3. Able to walk only with the supervision or assistance of another person at all times.
4. Chairfast, unable to ambulate but is able to wheel self independently.
5. Chairfast, unable to ambulate and is unable to wheel self.
6. Bedfast, unable to ambulate or be up in a chair
M1870
Feeding or Eating: Current ability to feed self meals and snacks safely. Note: This refers only to
the process of eating, chewing, and swallowing, not preparing the food to be eaten.

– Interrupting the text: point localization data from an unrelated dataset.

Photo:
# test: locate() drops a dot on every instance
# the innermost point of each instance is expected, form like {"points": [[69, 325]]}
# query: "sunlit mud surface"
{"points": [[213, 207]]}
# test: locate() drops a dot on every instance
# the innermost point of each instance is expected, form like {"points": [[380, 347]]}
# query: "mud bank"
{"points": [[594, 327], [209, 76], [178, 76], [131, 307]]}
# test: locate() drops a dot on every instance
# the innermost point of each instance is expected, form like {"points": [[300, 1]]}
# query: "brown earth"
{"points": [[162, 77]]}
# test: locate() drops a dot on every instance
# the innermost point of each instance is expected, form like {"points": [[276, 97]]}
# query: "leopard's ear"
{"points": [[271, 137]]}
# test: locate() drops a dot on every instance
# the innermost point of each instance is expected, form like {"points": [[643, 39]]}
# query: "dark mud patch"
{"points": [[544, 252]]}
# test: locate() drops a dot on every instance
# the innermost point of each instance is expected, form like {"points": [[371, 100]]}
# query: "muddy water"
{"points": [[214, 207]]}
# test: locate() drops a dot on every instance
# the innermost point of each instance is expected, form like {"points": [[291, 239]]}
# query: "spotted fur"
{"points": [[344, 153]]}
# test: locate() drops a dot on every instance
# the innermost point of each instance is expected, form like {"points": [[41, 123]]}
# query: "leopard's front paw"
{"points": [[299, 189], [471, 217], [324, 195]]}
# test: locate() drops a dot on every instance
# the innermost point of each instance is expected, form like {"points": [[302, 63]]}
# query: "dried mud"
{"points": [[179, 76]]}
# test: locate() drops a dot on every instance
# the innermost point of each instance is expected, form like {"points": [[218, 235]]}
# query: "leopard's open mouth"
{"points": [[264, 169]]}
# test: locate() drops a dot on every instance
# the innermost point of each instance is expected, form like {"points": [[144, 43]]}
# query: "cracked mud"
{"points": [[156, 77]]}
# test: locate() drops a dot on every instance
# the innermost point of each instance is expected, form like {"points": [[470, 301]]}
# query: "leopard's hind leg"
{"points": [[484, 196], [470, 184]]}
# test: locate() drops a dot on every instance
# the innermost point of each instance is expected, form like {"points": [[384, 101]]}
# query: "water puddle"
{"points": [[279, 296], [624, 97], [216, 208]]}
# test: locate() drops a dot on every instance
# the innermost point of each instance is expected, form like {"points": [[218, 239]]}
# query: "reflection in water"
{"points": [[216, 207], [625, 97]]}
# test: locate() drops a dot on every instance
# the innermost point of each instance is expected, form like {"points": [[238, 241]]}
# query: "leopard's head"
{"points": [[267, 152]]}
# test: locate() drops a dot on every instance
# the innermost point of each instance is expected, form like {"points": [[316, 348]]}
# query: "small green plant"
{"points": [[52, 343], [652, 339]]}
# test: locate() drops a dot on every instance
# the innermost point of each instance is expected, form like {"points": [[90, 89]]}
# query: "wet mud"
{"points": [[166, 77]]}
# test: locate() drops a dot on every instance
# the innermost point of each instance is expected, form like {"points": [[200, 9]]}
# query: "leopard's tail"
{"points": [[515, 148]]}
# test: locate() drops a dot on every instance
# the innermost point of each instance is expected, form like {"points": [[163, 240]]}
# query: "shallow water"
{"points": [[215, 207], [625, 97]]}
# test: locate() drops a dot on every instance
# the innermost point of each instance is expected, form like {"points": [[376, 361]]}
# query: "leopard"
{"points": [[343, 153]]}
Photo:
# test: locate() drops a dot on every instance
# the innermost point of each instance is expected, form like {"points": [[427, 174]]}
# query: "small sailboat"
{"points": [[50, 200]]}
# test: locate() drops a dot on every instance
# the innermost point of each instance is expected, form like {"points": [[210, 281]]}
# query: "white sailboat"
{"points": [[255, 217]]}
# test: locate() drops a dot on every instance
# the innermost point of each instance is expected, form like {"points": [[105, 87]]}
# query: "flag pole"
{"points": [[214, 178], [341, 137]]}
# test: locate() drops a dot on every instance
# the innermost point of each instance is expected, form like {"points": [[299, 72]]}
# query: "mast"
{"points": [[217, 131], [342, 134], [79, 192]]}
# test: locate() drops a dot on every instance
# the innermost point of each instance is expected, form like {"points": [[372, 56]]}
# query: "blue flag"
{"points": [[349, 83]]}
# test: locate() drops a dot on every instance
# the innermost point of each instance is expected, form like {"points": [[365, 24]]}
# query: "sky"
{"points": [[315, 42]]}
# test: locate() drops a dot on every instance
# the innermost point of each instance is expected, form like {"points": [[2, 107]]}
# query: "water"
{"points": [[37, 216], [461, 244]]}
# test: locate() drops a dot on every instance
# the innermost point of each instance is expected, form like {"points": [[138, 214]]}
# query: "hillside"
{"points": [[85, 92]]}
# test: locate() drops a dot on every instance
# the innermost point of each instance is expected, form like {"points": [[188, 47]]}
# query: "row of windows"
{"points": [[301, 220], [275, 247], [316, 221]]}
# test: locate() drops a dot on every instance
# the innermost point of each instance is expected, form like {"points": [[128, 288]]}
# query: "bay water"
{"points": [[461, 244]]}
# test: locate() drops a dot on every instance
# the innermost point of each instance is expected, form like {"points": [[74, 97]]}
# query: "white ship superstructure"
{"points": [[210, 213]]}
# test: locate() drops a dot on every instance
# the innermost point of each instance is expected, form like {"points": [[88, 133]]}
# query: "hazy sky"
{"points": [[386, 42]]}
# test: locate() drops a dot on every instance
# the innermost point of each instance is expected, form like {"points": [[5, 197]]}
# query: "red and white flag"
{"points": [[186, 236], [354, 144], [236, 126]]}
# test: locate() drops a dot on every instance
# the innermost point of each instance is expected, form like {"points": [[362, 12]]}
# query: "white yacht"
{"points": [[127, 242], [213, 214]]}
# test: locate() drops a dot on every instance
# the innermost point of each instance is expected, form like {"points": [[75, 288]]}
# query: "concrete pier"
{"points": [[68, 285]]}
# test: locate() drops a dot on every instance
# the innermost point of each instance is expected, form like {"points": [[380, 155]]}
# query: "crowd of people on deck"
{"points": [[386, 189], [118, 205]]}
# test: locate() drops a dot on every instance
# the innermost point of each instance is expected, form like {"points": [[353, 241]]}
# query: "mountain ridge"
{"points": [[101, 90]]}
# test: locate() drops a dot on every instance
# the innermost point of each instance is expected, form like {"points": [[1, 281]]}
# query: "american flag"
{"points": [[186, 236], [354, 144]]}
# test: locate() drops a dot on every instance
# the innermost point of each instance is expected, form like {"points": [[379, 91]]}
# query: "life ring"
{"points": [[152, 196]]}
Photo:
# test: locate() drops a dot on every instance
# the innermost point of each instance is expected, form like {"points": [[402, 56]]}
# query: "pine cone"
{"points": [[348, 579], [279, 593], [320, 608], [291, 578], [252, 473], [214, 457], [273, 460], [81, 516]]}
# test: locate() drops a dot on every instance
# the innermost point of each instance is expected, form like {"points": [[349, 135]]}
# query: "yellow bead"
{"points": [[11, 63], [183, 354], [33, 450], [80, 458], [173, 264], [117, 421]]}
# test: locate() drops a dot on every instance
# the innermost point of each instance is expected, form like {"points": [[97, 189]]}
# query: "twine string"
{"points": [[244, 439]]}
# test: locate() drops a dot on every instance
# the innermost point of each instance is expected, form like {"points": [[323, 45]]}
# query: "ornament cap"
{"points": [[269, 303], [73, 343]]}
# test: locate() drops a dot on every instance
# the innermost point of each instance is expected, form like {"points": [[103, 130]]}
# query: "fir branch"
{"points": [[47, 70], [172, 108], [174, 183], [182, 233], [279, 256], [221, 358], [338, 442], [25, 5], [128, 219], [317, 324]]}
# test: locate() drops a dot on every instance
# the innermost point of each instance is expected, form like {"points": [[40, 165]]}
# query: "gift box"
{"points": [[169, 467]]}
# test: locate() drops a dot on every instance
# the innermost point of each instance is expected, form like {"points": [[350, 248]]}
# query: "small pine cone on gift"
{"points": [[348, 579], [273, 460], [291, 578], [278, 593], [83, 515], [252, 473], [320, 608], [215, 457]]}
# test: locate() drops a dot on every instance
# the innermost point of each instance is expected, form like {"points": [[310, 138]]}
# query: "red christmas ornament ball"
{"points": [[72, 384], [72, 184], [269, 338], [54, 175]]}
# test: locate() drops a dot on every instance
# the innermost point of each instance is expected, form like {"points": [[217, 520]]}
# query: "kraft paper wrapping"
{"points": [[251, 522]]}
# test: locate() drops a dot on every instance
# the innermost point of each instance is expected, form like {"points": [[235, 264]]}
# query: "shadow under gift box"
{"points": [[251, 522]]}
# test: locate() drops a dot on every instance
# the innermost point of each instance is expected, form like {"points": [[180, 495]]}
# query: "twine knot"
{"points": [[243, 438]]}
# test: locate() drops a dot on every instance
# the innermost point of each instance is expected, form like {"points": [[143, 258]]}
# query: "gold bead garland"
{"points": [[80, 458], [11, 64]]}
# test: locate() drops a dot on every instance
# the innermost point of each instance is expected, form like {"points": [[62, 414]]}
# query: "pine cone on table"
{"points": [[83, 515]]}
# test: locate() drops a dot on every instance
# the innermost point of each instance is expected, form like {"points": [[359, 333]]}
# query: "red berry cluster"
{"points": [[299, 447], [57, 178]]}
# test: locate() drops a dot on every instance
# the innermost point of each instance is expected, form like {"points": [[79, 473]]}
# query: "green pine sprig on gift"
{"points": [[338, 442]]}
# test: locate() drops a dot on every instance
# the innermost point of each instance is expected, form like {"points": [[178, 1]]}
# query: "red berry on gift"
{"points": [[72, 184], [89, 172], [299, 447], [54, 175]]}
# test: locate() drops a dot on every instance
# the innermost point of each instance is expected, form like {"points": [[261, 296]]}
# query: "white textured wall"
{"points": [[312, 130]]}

0. Able to independently feed self.
1. Able to feed self independently but requires:
(a) meal set-up; OR
(b) intermittent assistance or supervision from another person; OR
(c) a liquid, pureed or ground meat diet.
2. Unable to feed self and must be assisted or supervised throughout the meal/snack.
3. Able to take in nutrients orally and receives supplemental nutrients through a nasogastric tube
or gastrostomy.
4. Unable to take in nutrients orally and is fed nutrients through a nasogastric tube or
gastrostomy.
5. Unable to take in nutrients orally or by tube feeding
M1910
Has this patient had a multi-factor Falls Risk Assessment using a standardized, validated
assessment tool?
0. No.
1. Yes, and it does not indicate a risk for falls.